The lady who sits on the aisle of the empty booth on the passenger ferry and hairy eyeballs me for wanting to sit down; the people who bring spelt “salads” to potlucks — with ingredient lists; the folks who revel in cursing diatribes on Facebook, those who bring their cardboard to recycling in neatly packed bundles.
It’s just people being themselves, whereby we display our very own extremely homogeneous diversity. If the aforementioned social clan size factoid is correct, then the island currently consists of exactly 84.6 sub-islands, give or take. Any given individual might be a part of just one, or, statistically, all 84.6 of them. You could theoretically have alliances with every group. Think of the power.

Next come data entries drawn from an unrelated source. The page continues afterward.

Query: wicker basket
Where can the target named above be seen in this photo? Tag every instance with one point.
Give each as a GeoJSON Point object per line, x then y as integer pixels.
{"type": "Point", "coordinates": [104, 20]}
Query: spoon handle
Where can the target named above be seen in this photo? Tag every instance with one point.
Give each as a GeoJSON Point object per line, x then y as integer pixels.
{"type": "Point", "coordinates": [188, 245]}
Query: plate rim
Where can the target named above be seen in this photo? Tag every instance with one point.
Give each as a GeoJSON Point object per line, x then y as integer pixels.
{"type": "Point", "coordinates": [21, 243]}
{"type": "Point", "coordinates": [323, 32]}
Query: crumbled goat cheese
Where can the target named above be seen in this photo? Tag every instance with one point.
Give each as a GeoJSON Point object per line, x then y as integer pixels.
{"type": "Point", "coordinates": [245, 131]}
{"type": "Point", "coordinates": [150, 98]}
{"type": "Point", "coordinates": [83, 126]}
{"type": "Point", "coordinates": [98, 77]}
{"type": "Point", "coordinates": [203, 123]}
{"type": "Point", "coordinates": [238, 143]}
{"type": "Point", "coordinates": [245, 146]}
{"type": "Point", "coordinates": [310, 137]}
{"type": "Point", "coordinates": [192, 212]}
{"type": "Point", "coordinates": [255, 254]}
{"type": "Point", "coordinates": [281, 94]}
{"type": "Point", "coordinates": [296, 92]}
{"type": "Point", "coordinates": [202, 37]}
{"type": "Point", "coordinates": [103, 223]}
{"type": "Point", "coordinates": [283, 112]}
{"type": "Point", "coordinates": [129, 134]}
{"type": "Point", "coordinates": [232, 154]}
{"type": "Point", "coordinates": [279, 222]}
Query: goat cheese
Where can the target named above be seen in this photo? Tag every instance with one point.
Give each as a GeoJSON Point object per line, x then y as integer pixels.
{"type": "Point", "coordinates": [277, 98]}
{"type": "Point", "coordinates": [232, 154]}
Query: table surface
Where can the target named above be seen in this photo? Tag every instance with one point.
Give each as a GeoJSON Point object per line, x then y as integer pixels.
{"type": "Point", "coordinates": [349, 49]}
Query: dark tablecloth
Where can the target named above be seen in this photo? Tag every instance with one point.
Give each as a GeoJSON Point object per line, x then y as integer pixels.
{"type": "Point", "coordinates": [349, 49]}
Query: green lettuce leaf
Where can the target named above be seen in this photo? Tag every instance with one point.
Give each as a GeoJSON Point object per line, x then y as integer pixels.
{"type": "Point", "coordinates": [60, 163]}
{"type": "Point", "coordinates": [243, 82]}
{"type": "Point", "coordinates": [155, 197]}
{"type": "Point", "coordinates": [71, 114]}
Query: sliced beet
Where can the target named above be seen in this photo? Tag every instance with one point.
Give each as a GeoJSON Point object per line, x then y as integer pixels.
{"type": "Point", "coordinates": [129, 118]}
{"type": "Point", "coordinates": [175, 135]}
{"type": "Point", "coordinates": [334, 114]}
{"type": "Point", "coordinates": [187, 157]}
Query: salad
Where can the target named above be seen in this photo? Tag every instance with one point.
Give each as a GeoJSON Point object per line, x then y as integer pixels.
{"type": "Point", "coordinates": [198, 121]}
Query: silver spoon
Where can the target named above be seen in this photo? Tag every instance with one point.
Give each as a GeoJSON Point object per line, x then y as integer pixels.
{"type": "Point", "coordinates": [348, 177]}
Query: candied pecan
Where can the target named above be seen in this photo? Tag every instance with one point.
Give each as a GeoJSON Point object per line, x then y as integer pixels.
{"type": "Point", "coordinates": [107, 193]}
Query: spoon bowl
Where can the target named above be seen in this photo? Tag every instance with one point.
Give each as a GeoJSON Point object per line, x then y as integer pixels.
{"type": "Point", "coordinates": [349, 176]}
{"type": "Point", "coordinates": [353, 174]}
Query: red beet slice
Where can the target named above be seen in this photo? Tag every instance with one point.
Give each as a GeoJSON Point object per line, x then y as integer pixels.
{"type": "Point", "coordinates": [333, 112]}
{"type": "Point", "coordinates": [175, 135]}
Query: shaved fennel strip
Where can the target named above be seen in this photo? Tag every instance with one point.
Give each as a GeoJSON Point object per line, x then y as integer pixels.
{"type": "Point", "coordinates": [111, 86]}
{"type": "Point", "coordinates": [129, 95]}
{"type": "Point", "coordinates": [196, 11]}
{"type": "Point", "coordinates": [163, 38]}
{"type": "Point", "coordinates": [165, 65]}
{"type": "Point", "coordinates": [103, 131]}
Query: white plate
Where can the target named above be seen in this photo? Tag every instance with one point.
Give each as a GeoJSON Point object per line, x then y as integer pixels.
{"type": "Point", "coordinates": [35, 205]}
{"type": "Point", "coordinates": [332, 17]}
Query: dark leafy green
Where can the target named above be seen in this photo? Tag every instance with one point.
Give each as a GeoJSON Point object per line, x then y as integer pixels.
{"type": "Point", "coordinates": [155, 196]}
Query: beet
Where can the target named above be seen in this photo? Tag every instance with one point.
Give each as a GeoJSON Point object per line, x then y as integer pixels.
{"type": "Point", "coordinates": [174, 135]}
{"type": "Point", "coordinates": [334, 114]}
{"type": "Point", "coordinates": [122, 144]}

This could be you: a gun-rights Libertarian who nevertheless sees Vashon as a beacon of hope for a convivial, sustainable humanity, while personally suffering from food intolerances, diet crazes, yet being blind to the island’s cultural elitism, which thereby disconnects you from “reality,” even as you struggle financially and try to care for your super-entitled pets and feral children.
After all, we got hooked on “Survivor” thanks to island friends, the Spankhooters (not their real name), who home schooled their children, can their own tomato sauce, have farm animals, work in the city, shop at malls, practice radical politics, go to church and watch Survivor for quality family time.
You know why all those AM radio transmitters are on the island? It’s because Vashon’s soil conductivity is greater than anywhere else in the Puget Sound. You know what that means? Me neither. But I’m thinking the upshot is, in spite of ourselves, we’re an electromagnetic petri dish of unavoidable connections.
In other words, we’re an ongoing experiment (just like everywhere). Here’s to a beautiful summer. Be sure to hydrate — it makes your neighbors nicer and possibly better looking.
— Kevin Joyce is a writer, humorist and father on Vashon.